LUCENA CITY—With the current mess surrounding the operation of the Metro Rail Transit (MRT-3), the militant peasant group Kilusang Magbubukid ng Pilipinas (KMP) on Saturday called for the scrapping of the planned MRT-7 project.

“The current fiasco surrounding the MRT-3 is one more good reason to scrap the planned MRT-7 project,” KMP chair Rafael Mariano said in a statement.

MRT-3 is currently suffering from one accident after another prompting top transport officials to propose that the national government buy it from its current owners, which got the rail system under a build-operate-transfer contract under the administration of former President Fidel Ramos.

A key ally of President Aquino at the Senate, however, said the planned buyout, which would cost at least P54 billion, would not be a guarantee that rail services would improve.

Sen. Francis “Chiz” Escudero, chair of the powerful Senate committee on finance, said the price tag is too high without any assurance that services would improve.

In a statement, Escudero said he was not convinced that paying P54 billion to buy the MRT-3 system “is what we need at this time.”

In his statement, Escudero quoted Transportation Secretary Joseph Emilio Abaya as saying the buyout would not result in immediate improvement of train services, which could come only after the government is able to bid out the contract for a new maintenance provider for the railway system.

He said the amount allotted for the buyout in next year’s budget is unprogrammed and would actually come from a loan.

Escudero also questioned how the Department of Transportation and Communications arrived at the P54-billion figure. “Where did DOTC get that figure? Who did they talk to?” the senator said.
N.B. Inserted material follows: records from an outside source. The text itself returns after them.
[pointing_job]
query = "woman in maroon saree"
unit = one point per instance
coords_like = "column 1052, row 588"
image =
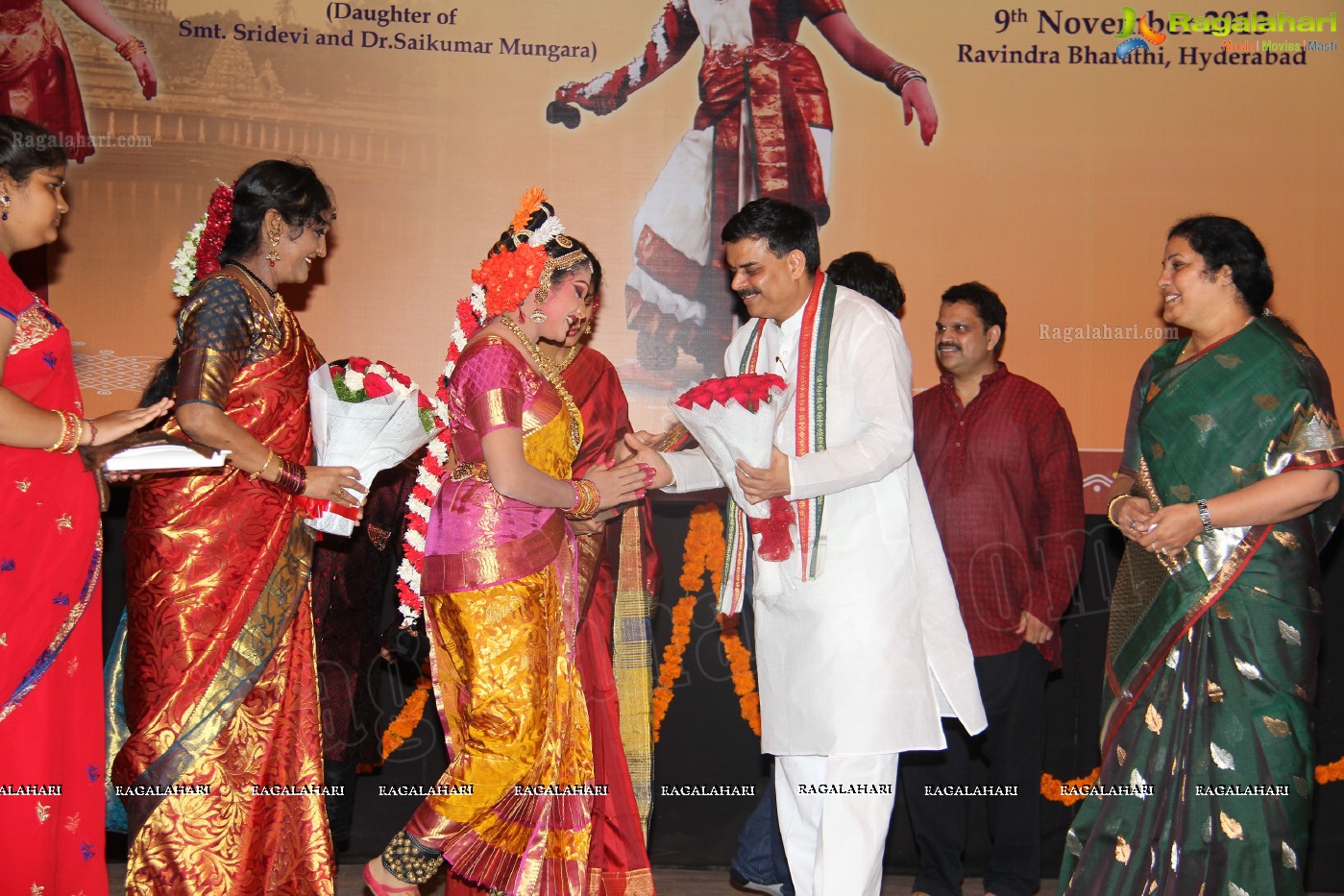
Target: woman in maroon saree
column 619, row 578
column 51, row 811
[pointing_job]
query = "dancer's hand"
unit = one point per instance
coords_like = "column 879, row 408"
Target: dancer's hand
column 916, row 100
column 619, row 484
column 643, row 455
column 110, row 427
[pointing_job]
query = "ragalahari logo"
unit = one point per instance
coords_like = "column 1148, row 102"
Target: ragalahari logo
column 1129, row 40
He said the money should be best used for the delivery of more essential services to the public.

The KMP’s opposition to the proposed MRT-7 is rooted in allegations of land-grabbing involving more than 300 hectares of agricultural land and displacement of thousands of farmers in San Jose Del Monte, Bulacan.

“Why is the MRT-7 designed to traverse and enter the still contested agricultural lands? Why are the farmers not consulted? What is the government’s plan for the farmers and urban poor that will be evicted and demolished in the course of building the 14 stations?” Mariano said in the KMP statement.